From $\mathrm{d} \! \log$ to $\mathrm{d} \mathcal{E}$: Canonical Elliptic Integrands and Modular Symbol Letters with Pure eMPLs
Li Lin Yang, Yiyang Zhang
TL;DR
We address the extension of canonical bases and symbol letters from polylogarithmic to elliptic Feynman integrals by introducing $d\mathcal{E}$-forms, built from pure eMPLs, as canonical integrand building blocks. A generalized IBP framework enables expressing these forms in terms of Abelian differentials, yielding a canonical, $\varepsilon$-factorized differential equation with a connection matrix whose entries are written in modular $\omega$-forms. An extended basis that treats all marked points equally reveals a hidden symmetry and allows a fiber transformation to ensure modular covariance, enabling efficient $\bar{q}$-expansion-based numerics and a unified description of symbol letters for both MPLs and elliptic cases.
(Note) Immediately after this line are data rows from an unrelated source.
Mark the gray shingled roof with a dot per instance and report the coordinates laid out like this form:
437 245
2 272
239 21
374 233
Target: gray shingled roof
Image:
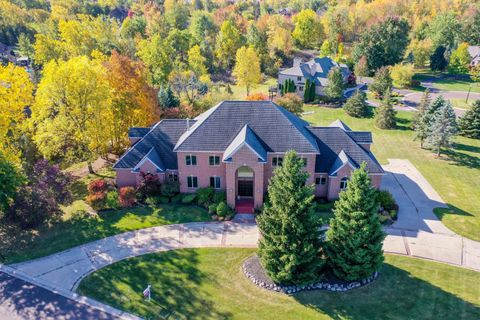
279 129
162 137
246 136
154 158
316 69
332 141
137 132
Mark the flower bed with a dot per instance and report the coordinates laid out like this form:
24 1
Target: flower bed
254 271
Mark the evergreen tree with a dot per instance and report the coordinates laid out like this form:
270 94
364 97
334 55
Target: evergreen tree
385 115
354 240
382 82
290 248
306 92
469 124
311 92
443 126
421 118
335 84
356 106
437 59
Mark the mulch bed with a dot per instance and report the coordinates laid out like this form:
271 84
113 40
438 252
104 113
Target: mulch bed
254 271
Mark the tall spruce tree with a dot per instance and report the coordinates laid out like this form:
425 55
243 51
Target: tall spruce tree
335 84
443 126
385 114
354 240
382 82
290 248
469 124
306 92
422 119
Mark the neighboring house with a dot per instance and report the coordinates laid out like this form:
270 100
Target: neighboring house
316 70
474 52
235 147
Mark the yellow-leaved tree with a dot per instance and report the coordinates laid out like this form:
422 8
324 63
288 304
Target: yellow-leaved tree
69 107
15 96
247 68
133 101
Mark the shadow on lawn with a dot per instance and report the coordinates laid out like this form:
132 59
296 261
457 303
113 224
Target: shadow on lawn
462 159
176 286
396 294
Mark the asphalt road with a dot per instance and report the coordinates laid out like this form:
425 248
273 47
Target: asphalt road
23 300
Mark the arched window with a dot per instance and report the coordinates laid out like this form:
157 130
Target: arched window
343 183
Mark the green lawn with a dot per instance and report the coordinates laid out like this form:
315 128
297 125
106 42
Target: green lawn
209 284
74 230
455 175
462 103
444 81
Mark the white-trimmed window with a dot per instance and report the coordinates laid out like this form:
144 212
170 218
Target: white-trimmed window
190 160
215 182
214 160
192 182
277 161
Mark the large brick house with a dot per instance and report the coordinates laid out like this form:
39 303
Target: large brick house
235 147
315 70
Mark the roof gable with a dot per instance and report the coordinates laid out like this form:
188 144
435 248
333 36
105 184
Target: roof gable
153 157
278 129
341 161
246 137
162 136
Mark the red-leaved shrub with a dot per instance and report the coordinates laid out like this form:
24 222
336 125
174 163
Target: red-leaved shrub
97 186
126 196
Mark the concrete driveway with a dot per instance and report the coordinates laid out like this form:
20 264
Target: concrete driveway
418 232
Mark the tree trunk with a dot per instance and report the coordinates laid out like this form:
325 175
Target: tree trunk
90 167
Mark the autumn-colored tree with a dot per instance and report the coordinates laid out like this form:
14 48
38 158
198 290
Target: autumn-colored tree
228 41
16 91
247 68
133 101
196 61
67 114
308 30
157 56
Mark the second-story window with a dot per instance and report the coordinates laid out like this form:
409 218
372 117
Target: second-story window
214 160
191 160
277 161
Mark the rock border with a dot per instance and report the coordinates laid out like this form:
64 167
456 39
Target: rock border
256 274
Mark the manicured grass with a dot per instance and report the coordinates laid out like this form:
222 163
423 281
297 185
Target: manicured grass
444 81
73 230
461 103
209 284
454 175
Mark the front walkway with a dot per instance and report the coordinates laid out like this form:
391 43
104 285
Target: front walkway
418 233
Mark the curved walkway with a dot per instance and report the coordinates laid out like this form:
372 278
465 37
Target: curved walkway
417 233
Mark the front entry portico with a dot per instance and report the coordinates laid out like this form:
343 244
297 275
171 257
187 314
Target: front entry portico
245 182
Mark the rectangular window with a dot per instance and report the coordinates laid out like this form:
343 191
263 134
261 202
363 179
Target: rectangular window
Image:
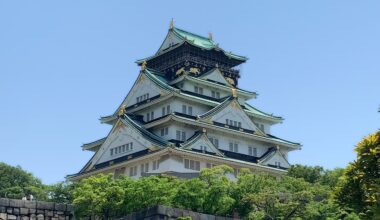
190 110
142 169
192 165
146 167
156 164
197 165
162 132
236 147
216 143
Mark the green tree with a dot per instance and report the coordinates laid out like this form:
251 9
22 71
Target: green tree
98 196
191 194
61 192
17 183
149 191
359 189
219 190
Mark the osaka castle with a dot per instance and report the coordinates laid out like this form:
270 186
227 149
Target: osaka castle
186 112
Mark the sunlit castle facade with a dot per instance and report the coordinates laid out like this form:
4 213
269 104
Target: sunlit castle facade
186 112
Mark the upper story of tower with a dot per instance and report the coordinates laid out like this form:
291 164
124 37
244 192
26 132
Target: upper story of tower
184 52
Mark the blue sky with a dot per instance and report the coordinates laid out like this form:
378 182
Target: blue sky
63 64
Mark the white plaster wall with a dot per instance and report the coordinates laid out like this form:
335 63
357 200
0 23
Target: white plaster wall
189 86
143 87
277 158
122 136
235 114
224 141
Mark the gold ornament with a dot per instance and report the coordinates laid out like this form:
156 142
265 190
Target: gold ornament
194 70
143 65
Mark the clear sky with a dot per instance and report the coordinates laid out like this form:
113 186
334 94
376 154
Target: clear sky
63 64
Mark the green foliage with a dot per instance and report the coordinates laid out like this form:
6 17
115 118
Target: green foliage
17 183
99 196
359 189
61 192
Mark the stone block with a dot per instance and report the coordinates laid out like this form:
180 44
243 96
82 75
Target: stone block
16 211
30 204
12 217
40 217
24 211
60 207
69 208
45 205
49 213
32 216
3 216
16 203
4 202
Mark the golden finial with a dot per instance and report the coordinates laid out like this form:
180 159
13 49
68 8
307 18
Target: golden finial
121 110
143 65
234 92
210 36
171 24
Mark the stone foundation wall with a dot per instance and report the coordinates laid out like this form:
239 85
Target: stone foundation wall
14 209
166 213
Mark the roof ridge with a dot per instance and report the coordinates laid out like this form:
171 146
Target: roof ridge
194 34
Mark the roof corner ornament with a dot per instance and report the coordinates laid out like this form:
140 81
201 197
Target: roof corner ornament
143 65
121 111
234 92
171 24
210 36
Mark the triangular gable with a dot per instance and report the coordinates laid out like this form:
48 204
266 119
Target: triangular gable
146 83
275 157
215 75
230 109
123 133
200 142
170 40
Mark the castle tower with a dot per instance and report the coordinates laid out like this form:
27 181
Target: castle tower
186 112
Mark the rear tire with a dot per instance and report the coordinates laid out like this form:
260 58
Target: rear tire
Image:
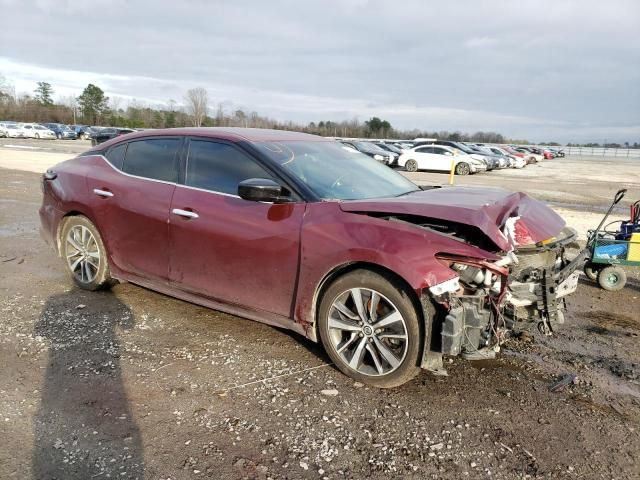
612 278
370 328
84 254
411 166
463 168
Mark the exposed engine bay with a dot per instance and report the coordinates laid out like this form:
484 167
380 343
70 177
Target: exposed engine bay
526 287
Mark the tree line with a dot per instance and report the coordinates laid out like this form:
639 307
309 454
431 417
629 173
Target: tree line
93 107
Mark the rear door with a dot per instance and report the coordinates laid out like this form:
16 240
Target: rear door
131 200
230 249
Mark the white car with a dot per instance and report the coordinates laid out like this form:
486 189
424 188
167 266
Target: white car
13 130
33 130
516 162
439 158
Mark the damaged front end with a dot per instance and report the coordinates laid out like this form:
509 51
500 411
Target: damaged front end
526 286
517 273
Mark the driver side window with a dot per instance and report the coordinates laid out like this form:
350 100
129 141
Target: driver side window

The results provide a new, purely integrand-level perspective on canonical elliptic bases and their symbol letters, with potential impact on symbol bootstrap, numerical evaluation, and multivariate/higher-genus generalizations.
Abstract
We propose '$\mathrm{d} \mathcal{E}$-forms' as fundamental building blocks of canonical integrands for elliptic Feynman integrals, which lead to Kronecker-Eisenstein $ω$-form symbol letters. Built upon pure elliptic multiple polylogarithms, they provide a natural extension of the '$\mathrm{d} \! \log$-form' integrands and $\mathrm{d} \! \log$ letters for polylogarithmic cases. By introducing an extended basis treating all marked points equally, we manifest a hidden symmetry structure in the canonical connection matrix, and demonstrate its covariance under modular transformations. Our result provides a novel perspective on describing canonical bases and symbol letters in a unified language of pure functions.